Pero, con el correr de los días las noticias fueron cambiando. El dolor aumentaba con el crecimiento de víctimas fatales y las propias fuerzas no alcanzaban. Lentamente, Latinoamérica comenzó a enviar ayuda. Y de golpe, sin que nadie lo esperase, desde los escombros y el llanto comenzaron los saqueos. Miles de hermanos, acorralados por el dolor y la miseria, se lanzaron a las calles.
“Se llevaron todo, ropa, microondas, juguetes, ropa fina…” “¡Había familias enteras robando!” Ahora, una semana después, sabemos que los saqueos comenzaron el mismo día del terremoto y cuando se volvieron incontrolables, lo anunciaron públicamente. “Fue como conocer una parte nuestra, oculta, que parecía que no existía. Es que pasó el primer día y fue generalizado, masivo.”
Conocí Chile en 1997, en pleno milagro económico celebrado por los chicago boys de ambos lados de la cordillera. Durante un verano recorrí algunas ciudades y regiones del hermoso País del Cobre y una extraña sensación envolvió aquellos días. Por un lado, Santiago, Viña y Valparaíso eran la meca del orden ciudadano: calles limpias y ordenadas, negocios brillantes y shopping repletos. Un servicio de subterráneos (que por momentos emerge sobre la superficie) maravilloso y aún envidiable; y todo vigilado minuciosamente por carabineros de fama incorruptible. Sin embargo recorrer Santiago desde Los Condes hasta la estación Mapocho era áspero (el calificativo me lo regaló una amiga que había echo los mismos caminos unos años antes). No sólo cambiaban los edificios y sus alturas, sino los rostros y las expresiones de sus caras. Una constante, los carabineros incorruptibles y su atenta mirada.

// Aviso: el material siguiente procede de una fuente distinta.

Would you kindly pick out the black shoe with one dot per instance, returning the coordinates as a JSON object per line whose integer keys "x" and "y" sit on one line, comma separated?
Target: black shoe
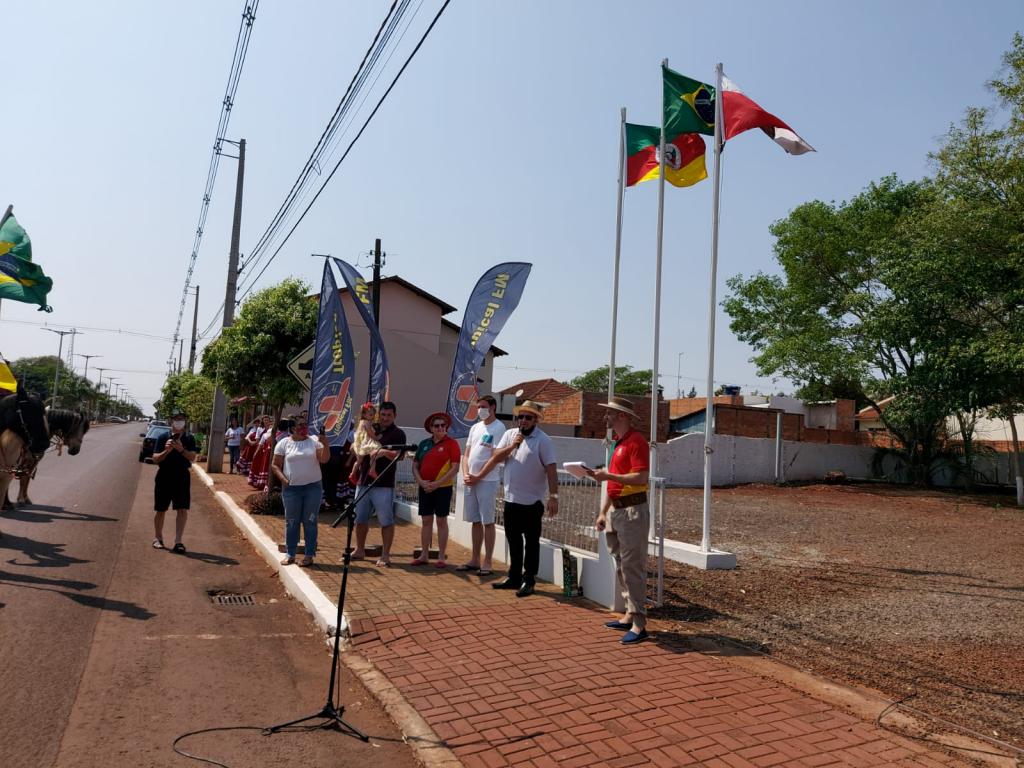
{"x": 526, "y": 590}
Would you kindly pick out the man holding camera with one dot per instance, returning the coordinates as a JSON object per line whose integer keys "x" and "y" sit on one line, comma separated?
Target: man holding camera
{"x": 173, "y": 454}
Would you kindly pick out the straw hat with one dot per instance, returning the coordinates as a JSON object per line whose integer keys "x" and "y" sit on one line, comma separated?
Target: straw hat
{"x": 439, "y": 415}
{"x": 528, "y": 407}
{"x": 622, "y": 404}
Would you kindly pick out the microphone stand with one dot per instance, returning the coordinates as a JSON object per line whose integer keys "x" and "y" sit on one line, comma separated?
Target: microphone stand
{"x": 332, "y": 713}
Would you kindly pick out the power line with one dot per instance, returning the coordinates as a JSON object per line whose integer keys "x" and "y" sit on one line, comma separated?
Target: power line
{"x": 376, "y": 109}
{"x": 233, "y": 77}
{"x": 329, "y": 129}
{"x": 120, "y": 331}
{"x": 325, "y": 145}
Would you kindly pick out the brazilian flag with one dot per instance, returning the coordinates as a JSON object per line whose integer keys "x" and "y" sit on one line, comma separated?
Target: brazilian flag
{"x": 689, "y": 104}
{"x": 19, "y": 279}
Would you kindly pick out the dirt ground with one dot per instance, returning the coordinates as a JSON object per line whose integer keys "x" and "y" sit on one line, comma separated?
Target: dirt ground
{"x": 910, "y": 592}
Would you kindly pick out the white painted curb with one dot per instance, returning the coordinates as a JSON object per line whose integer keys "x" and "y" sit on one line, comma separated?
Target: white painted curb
{"x": 295, "y": 581}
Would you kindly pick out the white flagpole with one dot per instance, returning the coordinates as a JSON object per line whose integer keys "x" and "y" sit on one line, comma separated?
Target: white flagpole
{"x": 614, "y": 280}
{"x": 710, "y": 411}
{"x": 619, "y": 251}
{"x": 657, "y": 303}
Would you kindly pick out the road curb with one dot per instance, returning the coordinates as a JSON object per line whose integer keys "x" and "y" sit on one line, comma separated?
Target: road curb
{"x": 295, "y": 581}
{"x": 427, "y": 745}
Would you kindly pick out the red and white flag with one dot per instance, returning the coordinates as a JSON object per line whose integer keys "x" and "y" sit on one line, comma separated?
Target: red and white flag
{"x": 740, "y": 114}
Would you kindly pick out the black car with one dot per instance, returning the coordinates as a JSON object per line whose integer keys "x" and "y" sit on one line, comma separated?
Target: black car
{"x": 150, "y": 440}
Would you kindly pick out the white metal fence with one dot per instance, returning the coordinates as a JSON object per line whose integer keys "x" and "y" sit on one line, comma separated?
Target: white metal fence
{"x": 579, "y": 503}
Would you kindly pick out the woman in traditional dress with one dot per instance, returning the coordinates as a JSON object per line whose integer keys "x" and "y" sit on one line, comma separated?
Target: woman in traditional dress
{"x": 250, "y": 442}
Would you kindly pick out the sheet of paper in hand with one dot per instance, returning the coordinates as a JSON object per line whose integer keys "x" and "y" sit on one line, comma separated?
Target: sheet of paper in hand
{"x": 570, "y": 574}
{"x": 577, "y": 469}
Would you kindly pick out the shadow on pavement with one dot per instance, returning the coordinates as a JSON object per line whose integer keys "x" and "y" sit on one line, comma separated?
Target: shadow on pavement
{"x": 43, "y": 554}
{"x": 212, "y": 559}
{"x": 48, "y": 513}
{"x": 56, "y": 586}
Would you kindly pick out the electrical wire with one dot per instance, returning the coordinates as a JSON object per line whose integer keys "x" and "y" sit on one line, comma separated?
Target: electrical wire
{"x": 329, "y": 129}
{"x": 316, "y": 157}
{"x": 352, "y": 143}
{"x": 233, "y": 78}
{"x": 90, "y": 329}
{"x": 359, "y": 92}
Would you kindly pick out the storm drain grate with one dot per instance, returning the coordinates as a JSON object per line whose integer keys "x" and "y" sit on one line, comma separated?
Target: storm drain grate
{"x": 226, "y": 599}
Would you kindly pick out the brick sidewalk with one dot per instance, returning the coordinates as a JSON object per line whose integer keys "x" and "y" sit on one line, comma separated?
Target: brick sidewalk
{"x": 540, "y": 682}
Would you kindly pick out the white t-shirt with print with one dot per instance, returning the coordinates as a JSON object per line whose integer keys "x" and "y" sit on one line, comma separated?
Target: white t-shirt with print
{"x": 301, "y": 464}
{"x": 480, "y": 444}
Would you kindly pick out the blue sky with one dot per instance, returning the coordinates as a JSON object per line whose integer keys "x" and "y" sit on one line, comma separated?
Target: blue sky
{"x": 500, "y": 143}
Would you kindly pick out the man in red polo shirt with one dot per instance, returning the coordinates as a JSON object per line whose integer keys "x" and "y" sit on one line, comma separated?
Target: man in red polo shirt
{"x": 628, "y": 523}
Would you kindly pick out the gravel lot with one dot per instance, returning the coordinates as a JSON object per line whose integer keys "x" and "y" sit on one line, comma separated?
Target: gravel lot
{"x": 904, "y": 591}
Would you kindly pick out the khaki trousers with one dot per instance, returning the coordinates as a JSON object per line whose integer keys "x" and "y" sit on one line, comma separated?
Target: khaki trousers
{"x": 628, "y": 545}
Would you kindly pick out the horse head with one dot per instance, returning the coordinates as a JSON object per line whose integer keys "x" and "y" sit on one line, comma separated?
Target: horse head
{"x": 70, "y": 426}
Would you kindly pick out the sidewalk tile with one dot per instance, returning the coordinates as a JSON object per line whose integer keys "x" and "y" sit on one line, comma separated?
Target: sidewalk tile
{"x": 540, "y": 683}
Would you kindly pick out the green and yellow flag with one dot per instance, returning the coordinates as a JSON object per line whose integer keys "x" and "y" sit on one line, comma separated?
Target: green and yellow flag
{"x": 19, "y": 279}
{"x": 689, "y": 104}
{"x": 7, "y": 381}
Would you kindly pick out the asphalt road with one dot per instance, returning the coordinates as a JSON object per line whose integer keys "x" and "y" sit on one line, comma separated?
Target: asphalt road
{"x": 110, "y": 649}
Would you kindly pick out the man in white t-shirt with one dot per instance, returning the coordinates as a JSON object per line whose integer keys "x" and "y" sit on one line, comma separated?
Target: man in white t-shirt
{"x": 530, "y": 474}
{"x": 479, "y": 499}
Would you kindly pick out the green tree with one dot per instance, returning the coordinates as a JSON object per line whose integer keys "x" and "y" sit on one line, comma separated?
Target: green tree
{"x": 192, "y": 393}
{"x": 836, "y": 318}
{"x": 628, "y": 381}
{"x": 251, "y": 357}
{"x": 38, "y": 373}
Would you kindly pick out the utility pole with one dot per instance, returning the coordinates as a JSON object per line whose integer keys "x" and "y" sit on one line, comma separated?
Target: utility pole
{"x": 192, "y": 349}
{"x": 99, "y": 388}
{"x": 86, "y": 377}
{"x": 87, "y": 358}
{"x": 215, "y": 454}
{"x": 56, "y": 371}
{"x": 378, "y": 256}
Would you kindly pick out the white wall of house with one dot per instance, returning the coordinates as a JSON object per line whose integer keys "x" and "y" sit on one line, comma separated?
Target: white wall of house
{"x": 420, "y": 348}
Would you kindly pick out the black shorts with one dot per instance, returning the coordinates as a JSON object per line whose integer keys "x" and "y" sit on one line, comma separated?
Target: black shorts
{"x": 174, "y": 494}
{"x": 437, "y": 503}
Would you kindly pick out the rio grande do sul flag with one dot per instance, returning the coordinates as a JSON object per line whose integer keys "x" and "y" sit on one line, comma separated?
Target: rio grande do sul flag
{"x": 689, "y": 105}
{"x": 684, "y": 157}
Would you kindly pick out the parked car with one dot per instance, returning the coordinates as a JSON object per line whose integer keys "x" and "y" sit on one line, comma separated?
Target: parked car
{"x": 150, "y": 438}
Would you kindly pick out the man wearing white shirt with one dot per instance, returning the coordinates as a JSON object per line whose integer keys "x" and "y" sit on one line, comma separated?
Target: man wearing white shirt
{"x": 479, "y": 499}
{"x": 530, "y": 474}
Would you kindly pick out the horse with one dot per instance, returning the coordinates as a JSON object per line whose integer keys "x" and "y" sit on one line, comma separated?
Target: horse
{"x": 25, "y": 435}
{"x": 68, "y": 428}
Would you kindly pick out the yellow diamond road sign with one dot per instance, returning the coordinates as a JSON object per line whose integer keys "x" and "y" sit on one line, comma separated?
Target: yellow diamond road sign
{"x": 301, "y": 366}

Luego, viajé hacia la costa y subí unos kilómetros hasta La Serena. En todos lados se repetía la misma sensación, una sociedad ordenada y respetuosa de todas las normas ciudadanas bajo la siempre atenta mirada de los carabineros. Sin embargo a pocos kilómetros de los centros urbanos se vislumbraba otro Chile, el de los cerros, los pastores de cabras y los rostros oscuros, curtidos de pescadores, obreros y mineros.
“Esta gueno el Pablo, y ¿la Gabriela?” Me preguntaron en una de las colas para entrar en la casa de Isla Negra. Y enseguida pregunté quién había recuperado las casas de Pablo. Entonces bajaron la voz, casi susurrando me explicaron “después que se fue pinocho, con mucho esfuerzo y a través de fundaciones españolas comenzaron a recomponer todo”. ¿Siempre hay tanta gente?, continué. Y bajando aún más la voz, susurró: “sigue siendo un símbolo de resistencia.” El temor era lógico –aunque en aquella época lo juzgué exagerado- había carabineros.
Muchos de los que trabajamos en educación desde una concepción popular sabemos que cuando nos toca retirarnos del lugar, la comunidad tuvo que haber desarrollado su potencial comunitario. Establecer y fortalecer sus lazos solidarios. No progresa uno sino progresa la comunidad, el barrio. Si esto no ocurre y continúa el sálvese quién pueda, hemos fracasado. La base del capitalismo es el individuo llevado al extremo. El liberalismo es el individualismo mesiánico, el festejo de la salvación personal y si esto es a costa de mis hermanos no importa.
Chile duele. Me duele el sufrimiento del pueblo chileno como me duele el del pueblo haitiano, palestino o iraquí. Pero el tremendo terremoto de la semana pasada no sólo se llevó cientos de vidas, también se llevó otra de las máscaras del liberalismo con que encubre nuestro verdadero rostro.